The former Basque Minister charged with sorting out our health service
It’s not quite what Sir Liam Donaldson envisaged in his landmark report. He wanted an international panel whose findings would be binding on government. This was because he believed that a combination of populist stances by local politicians, and media coverage were preventing the necessary reform.
Hamilton’s panel has both local and international representatives and its findings will not be binding.
However the two international members are significant appointments.
The chair is Rafael Bengoa who was Regional Minister of Health and Consumer Affairs in the Basque Country between 2009 and 2012.
During that time he implemented a transformation of the region’s health service during a period of even harsher austerity than we now face in Northern Ireland.
Interestingly Hamilton’s predecessor Edwin Poots went to visit him in 2012 to compare notes on the Northern Irish and Basque health systems: both devolved, both based on the free health care model.
At the time Poots said: “I want to identify where we can adapt solutions developed elsewhere, including in the Basque Country, to our own health and social care system and am keen to share our own learning so we can provide the best possible care for the people we serve with the budgets given.”
The Ministers agreed at their meeting to co-operate on reform.
Poots said: “We are already on the same path, so it makes sense that we should share our learning. Over the coming weeks, we will seek to place formal, agreed arrangements around the areas on which we will co-operate.”
And Bengoa added: “We all have separate mechanisms and tools which address the similar challenges we face and drive our own reform agendas. We need to find a system where we can bring these together to assist our countries – and others – in improving healthcare delivery.”
So at the time the two governments were comparing notes and preparing to co-operate on reform.
Today the reforms in the Basque Country are in place, Bengoa is now advising governments around the world, whilst Transforming Your Care has stalled (perhaps because of the very factors Donaldson identified). Given what Bengoa said in 2012 he was presumably impressed by Transforming Your Care and perhaps therefore the issue is not around policy but more to do with effective leadership of change. In any event he seems perfectly placed to work out what has gone wrong and what needs to be done, and presumably has the political skills to persuade others.
In the Basque Country Bengoa recognised from the start that improvements to health care would not come from additional resources, because there weren’t any, but through transformation of the way health care is delivered
He said: “We wanted a narrative that mobilised nurses and doctors, citizens and the rest. We’ve all tried to set a vision before. It really does work if the vision gives a structure to guide policy changes. Improving the care of chronic conditions was our central narrative
These reforms were motivated by recognition that, within the prevailing economic context, future improvements to health system performance were not likely to “emerge from additional income but rather from the transformation of the health service delivery mode
Bengoa said: “The main issue was not to focus on a specific outcome or the low hanging fruit of cost containment measures. We believed that in order to drive deep reform, we needed to put a more compelling narrative on the table.”
The key elements were:
- Focus on stratified population health combined with a predictive risk approach (ie identifying those people in the population who were most at risk)

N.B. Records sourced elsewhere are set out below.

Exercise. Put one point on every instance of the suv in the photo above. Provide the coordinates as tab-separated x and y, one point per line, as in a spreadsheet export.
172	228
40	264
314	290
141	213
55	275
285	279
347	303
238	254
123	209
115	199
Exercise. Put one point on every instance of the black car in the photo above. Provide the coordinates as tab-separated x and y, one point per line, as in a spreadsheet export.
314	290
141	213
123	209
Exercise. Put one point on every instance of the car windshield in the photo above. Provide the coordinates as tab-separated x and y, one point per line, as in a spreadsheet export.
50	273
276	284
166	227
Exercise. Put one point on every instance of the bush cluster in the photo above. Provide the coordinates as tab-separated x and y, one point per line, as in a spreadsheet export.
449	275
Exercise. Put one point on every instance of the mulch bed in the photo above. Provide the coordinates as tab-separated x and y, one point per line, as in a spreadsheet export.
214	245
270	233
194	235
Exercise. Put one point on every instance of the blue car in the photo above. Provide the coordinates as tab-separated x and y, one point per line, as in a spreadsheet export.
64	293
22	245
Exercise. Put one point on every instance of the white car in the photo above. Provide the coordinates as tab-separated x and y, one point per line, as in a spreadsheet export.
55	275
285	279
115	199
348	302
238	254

- Health promotion and the prevention of chronic illnesses
- Greater responsibility and autonomy for patients
- Continuous care for patients with chronic conditions
- Efficient interventions adapted to patient needs (patient-centred care)
To those who have read Transforming Your Care, this all sounds eerily familiar. Yet the Basque Country faced an additional obstacle: unlike Northern Ireland its health and social care systems were not integrated, so that hurdle needed to be overcome.

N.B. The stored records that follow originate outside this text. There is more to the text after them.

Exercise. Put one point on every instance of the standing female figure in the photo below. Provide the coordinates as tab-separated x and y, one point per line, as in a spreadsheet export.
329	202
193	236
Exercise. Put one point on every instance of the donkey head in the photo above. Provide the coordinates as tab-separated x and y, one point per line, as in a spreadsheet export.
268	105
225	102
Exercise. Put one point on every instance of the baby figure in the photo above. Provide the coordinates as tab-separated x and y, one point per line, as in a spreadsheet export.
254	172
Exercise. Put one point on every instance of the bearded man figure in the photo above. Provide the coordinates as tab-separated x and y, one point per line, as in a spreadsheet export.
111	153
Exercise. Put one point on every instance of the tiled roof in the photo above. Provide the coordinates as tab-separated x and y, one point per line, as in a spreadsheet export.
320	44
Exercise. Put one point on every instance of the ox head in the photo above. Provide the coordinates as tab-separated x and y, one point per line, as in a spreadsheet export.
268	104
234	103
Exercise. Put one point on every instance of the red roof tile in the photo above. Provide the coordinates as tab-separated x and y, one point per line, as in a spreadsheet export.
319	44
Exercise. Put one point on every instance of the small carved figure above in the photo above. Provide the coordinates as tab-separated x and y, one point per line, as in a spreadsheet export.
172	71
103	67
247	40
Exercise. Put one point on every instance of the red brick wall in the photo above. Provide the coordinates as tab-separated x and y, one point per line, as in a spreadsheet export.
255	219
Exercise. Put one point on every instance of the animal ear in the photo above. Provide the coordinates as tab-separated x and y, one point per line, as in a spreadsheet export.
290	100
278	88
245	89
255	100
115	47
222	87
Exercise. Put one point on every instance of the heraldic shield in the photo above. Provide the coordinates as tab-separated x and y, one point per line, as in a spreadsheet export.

Addressing the challenge of managing costs, Bengoa acknowledged that driving reform was at times costly: “Some of these programmes have been expensive. For example, we established a call centre to help triage cases for a population of 2,200,000 that cost us €14 million.”

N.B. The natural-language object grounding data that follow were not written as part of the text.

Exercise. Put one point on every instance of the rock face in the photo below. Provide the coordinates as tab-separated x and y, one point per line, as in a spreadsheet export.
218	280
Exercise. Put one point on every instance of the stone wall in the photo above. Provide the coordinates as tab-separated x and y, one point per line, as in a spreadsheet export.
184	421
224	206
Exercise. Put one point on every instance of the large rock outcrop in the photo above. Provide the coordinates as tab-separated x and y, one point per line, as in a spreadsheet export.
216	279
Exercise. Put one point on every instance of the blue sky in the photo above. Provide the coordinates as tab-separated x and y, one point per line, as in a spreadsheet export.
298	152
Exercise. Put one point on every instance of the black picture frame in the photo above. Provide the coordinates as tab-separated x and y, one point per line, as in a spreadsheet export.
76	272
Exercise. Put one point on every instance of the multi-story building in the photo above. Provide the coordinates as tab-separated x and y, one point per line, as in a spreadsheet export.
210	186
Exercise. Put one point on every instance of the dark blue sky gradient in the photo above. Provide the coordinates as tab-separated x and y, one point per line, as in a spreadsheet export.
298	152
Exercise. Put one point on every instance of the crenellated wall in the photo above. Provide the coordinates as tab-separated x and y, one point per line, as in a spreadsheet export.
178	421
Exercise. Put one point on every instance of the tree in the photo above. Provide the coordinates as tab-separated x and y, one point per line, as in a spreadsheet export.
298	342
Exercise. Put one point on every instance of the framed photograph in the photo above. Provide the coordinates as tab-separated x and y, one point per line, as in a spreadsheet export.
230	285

Additionally, the entire Basque population has been stratified according to risk, allowing for more efficient allocation of available resources and the promise of long-term savings: “Local planners now have information on who will be most costly to treat. They are now beginning to intervene based on risk before a patient requires acute care. This saves us cost down the road.”
Another key feature of the Basque reform programme was local empowerment. Bengoa said:” In most countries, politicians are changed following elections and subsequently managers as well. If everything has been managed top–down, the probability of those projects fading away with their political promoters is very high. On the contrary, if many projects have been bottom-up they are ‘owned’ locally and will tend to better survive any political turnovers.
The second international panel member is Professor John Øvretveit who is a global expert in implementation research based at the Karolinska Institute in Sweden which he describes as a “cathedral of medical science”. He often talks about his interest in raising to awareness some of the constraints that affect what we do, constraints that we are not always aware of at the time.
We would therefore expect him not just to be well placed to evaluate reform, but also to have much to say about how reform should be implemented and how some of the constraints that have clearly impeded the search for change in Northern Ireland can be removed.